4. Clouds of Sils Maria ÔÇï(Sils Maria), di Olivier Assayas
Il cinema di Assayas è sinonimo di eleganza e questo Sils Maria, passato sia da Cannes, sia da Locarno, ne è un manifesto perfetto. Scritto meravigliosamente e ancora più splendidamente interpretato da Juliette Binoche e da una sorprendente Kirsten Stewart.
https://youtube.com/watch?v=5L-9rcEhGm4
3. Mommy, di Xavier Dolan
La consacrazione definitiva di un genio assoluto, l’enfant prodige del cinema mondiale, Xavier Dolan. Un film diretto, selvaggio ed elegante, ricco, girato in un formato improbabile (più stretto del vecchio 4:3 televisivo) e con una disinvoltura formale ubriacante, un film di una raffinatezza intellettuale ed estetica indescrivibili.
2. The Look of Silence, di Joshua Oppenheimer
The Act of killing è stato uno dei film più importanti del nuovo secolo, questa è l’opera che ne prosegue il discorso politico, storico e sociale ma anche teorico. Joshua Oppenheimer è in questo momento il più coraggioso e interessante autore di documentari e i suoi due film sul genocidio indonesiano vanno visti, rivisti e studiati più volte, da ogni punto di vista.

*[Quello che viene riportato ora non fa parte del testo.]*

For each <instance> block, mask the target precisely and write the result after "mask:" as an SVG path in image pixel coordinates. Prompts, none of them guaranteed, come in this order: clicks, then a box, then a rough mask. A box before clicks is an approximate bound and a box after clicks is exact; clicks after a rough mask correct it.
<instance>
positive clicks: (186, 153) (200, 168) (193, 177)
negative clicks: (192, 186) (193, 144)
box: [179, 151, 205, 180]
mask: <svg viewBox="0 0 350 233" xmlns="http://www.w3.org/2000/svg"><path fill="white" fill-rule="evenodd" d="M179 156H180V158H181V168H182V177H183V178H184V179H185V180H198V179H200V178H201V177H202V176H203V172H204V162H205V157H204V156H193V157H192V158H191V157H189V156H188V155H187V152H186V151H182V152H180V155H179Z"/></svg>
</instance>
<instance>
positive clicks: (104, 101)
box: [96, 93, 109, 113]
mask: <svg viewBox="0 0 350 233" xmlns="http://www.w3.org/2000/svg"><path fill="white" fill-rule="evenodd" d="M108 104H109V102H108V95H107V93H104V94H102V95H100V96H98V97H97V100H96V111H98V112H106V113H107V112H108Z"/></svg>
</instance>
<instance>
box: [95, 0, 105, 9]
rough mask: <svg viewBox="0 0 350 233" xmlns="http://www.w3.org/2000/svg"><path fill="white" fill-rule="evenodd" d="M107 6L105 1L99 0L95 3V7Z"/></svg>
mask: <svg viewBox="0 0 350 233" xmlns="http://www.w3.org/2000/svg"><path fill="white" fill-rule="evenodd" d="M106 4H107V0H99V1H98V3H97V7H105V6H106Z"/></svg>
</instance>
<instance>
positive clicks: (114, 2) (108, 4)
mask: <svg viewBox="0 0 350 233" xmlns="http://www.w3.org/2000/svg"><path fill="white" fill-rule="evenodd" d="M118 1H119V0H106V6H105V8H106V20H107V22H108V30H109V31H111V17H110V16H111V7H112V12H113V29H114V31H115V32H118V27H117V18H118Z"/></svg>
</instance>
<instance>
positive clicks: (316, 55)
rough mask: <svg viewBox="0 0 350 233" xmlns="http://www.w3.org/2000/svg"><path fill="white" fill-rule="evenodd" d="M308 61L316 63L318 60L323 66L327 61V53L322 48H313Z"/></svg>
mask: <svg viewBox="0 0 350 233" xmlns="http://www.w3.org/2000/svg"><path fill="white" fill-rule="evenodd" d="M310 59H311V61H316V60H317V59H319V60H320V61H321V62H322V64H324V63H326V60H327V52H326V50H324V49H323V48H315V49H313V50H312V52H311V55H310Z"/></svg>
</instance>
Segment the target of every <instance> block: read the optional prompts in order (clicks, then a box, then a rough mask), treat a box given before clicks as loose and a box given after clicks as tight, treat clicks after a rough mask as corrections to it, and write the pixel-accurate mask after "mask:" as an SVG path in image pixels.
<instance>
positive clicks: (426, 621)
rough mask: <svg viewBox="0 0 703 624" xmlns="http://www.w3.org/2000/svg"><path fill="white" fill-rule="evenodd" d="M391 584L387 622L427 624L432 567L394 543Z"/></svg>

1. Winter Sleep, di Nuri Bilge Ceylan
Tra i verdetti emessi dai grandi festival, l’unico veramente inappellabile è quello di Cannes, dove ha vinto Nuri Bilge Ceylan (quello di C’era una volta in Anatolia) con questo grandioso capolavoro. 196 minuti in un villaggio sperduto dell’Anatolia: enunciato così, il film potrebbe effettivamente scoraggiare una buona fetta di pubblico, ma attenzione, la capacità di scrittura del regista turco, dialoghi che hanno brillantezza e profondià Shakespeariana e una prospettiva di analisi psicologica delle dinamiche di coppia assolutamente rara fanno del “sonno invernale” di Ceylan un’esperienza da non perdere.
Delusione dell’anno: Nymphomaniac, vol. 1 e 2, di Lars Von Trier.